23, Naulage.—Les éd. ant. port.: voiture.—La question est de peu d’importance; actuellement on opère de deux façons: généralement on paie d’avance quand le prix est élevé ou qu’il peut y avoir grande affluence (chemins de fer, paquebots à destination lointaine, etc.), en cours de route ou à l’arrivée dans le cas contraire (omnibus, petites voitures, etc.).
28, Nicomedis.—Concubine; littéralement «la ruelle de Nicomède». Suétone, César, 49.—César, dans sa jeunesse, avait vécu quelque temps à la cour de ce prince, roi de Bithynie (Asie Mineure), et passait pour avoir été de la plus grande intimité avec lui, ce qui, en ce temps, était fréquent et admis; et c’est pourquoi il avait été gratifié de cette épithète dont l’origine provient de ce que, chez les Romains, la femme au lit couchait d’ordinaire, ainsi que le dit Montaigne, du côté de la ruelle. V. N. II, 634: [Nicomedes].

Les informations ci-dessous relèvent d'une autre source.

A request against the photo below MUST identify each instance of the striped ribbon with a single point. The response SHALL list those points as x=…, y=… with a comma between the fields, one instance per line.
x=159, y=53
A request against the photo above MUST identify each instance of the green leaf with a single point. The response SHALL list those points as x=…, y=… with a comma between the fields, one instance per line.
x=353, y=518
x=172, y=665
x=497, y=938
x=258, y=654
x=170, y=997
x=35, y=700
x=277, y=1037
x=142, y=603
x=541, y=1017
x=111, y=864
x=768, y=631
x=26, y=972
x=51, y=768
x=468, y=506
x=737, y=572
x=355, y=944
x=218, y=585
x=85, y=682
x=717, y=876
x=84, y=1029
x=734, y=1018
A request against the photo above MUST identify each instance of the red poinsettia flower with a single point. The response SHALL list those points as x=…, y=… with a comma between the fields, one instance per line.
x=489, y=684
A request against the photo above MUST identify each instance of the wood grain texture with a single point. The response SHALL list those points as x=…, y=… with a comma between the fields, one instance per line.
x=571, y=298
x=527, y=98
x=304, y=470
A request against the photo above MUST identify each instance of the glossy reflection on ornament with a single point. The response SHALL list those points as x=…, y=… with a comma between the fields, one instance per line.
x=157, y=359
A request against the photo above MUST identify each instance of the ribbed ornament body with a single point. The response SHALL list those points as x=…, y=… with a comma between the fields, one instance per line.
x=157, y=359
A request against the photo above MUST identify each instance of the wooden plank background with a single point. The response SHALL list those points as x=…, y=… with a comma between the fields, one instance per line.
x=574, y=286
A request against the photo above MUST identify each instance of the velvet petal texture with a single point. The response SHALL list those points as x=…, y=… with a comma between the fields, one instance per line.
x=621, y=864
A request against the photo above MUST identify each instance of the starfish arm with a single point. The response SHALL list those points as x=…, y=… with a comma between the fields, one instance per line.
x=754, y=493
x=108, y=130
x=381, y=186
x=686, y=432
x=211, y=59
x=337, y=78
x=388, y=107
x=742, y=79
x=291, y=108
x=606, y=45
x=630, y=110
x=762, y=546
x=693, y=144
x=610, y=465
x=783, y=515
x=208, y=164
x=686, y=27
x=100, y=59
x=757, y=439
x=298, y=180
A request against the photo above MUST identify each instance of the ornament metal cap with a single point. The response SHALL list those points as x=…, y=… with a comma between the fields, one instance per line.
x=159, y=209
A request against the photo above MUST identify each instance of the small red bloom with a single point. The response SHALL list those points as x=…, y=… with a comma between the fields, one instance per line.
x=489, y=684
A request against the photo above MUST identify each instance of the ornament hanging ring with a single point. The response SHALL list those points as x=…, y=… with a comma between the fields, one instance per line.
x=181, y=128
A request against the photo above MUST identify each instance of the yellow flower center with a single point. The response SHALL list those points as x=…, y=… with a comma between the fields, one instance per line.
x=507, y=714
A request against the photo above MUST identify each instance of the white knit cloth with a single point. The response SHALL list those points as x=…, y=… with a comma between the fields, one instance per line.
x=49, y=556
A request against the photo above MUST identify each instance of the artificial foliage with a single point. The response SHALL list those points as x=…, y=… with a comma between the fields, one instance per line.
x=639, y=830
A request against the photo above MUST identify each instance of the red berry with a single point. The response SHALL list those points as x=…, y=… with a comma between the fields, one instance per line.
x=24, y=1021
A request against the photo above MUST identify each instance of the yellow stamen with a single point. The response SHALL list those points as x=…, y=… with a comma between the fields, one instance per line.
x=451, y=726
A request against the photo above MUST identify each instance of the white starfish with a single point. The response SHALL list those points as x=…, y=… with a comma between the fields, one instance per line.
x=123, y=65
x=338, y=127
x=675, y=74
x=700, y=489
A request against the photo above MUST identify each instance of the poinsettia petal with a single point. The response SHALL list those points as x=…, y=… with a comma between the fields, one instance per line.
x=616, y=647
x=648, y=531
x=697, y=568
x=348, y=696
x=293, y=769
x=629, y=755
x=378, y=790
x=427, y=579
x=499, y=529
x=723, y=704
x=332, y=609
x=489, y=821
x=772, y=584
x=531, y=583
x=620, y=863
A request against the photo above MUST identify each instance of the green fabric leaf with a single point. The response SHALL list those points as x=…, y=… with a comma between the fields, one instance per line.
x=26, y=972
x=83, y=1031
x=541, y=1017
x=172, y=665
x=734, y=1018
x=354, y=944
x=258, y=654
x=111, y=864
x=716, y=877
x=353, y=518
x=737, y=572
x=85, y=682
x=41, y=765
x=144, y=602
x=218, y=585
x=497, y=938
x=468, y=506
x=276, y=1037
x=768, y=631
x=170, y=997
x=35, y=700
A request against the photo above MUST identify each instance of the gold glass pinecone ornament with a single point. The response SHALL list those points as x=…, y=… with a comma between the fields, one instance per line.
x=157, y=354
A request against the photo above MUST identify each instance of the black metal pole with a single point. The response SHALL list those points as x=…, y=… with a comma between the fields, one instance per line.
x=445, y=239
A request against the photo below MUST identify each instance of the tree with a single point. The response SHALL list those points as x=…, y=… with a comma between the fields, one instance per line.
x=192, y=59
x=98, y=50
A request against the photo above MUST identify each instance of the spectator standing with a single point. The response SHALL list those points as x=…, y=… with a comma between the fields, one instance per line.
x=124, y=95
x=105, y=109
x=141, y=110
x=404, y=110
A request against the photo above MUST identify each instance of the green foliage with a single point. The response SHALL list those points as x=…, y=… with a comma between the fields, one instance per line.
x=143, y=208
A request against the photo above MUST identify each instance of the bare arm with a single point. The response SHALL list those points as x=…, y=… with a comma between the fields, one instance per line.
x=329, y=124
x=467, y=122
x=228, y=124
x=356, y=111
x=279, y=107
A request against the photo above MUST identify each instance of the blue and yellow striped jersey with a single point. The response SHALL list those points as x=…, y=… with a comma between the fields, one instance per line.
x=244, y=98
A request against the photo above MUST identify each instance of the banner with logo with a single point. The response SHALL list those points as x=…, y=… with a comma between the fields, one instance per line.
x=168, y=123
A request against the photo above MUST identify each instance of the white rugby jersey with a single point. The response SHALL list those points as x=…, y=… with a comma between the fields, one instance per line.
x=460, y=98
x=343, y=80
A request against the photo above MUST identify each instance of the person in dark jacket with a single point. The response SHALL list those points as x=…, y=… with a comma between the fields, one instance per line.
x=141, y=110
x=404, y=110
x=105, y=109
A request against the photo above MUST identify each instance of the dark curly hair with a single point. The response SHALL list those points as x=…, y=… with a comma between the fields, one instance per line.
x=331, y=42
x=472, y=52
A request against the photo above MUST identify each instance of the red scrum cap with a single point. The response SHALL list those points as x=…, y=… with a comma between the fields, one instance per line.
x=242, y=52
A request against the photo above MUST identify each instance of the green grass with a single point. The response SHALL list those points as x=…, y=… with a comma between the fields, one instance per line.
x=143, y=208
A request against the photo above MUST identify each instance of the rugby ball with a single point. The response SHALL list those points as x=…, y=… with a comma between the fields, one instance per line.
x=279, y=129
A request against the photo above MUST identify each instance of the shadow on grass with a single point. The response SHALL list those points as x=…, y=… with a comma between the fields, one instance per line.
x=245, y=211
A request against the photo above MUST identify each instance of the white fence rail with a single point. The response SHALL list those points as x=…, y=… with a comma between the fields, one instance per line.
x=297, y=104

33, Champisses.—Malignes, goguenardes; viendrait de «champis» qui, en Poitou, signifie enfant naturel, comme qui dirait procréé dans les champs, auquel on attribuait plus de malice qu’aux autres.
34, Iane.—Janus, le plus ancien roi d’Italie, XVe siècle. Établi dans le Latium, il y fit régner la paix. Il avait, à Rome, un temple dont les portes étaient ouvertes en temps de guerre et fermées en temps de paix et avant Auguste, elles ne furent closes que deux fois, l’une sous Numa, l’autre après la première guerre punique. C’est de Janus que le mois de Janvier passe pour avoir pris son nom.
37, Romaines.—Hérodien, IV, 2, 6.
39, Creu.—Les reines de France portaient jadis le deuil en blanc; Anne de Bretagne fut la première qui, à la mort de Charles VIII, le porta en noir. Les Chinois le portent également en blanc et, par exception, en rouge éclatant, pendant le premier mois, après la mort d’un père ou d’une mère; les Égyptiens le portaient en jaune; les Éthiopiens, en gris.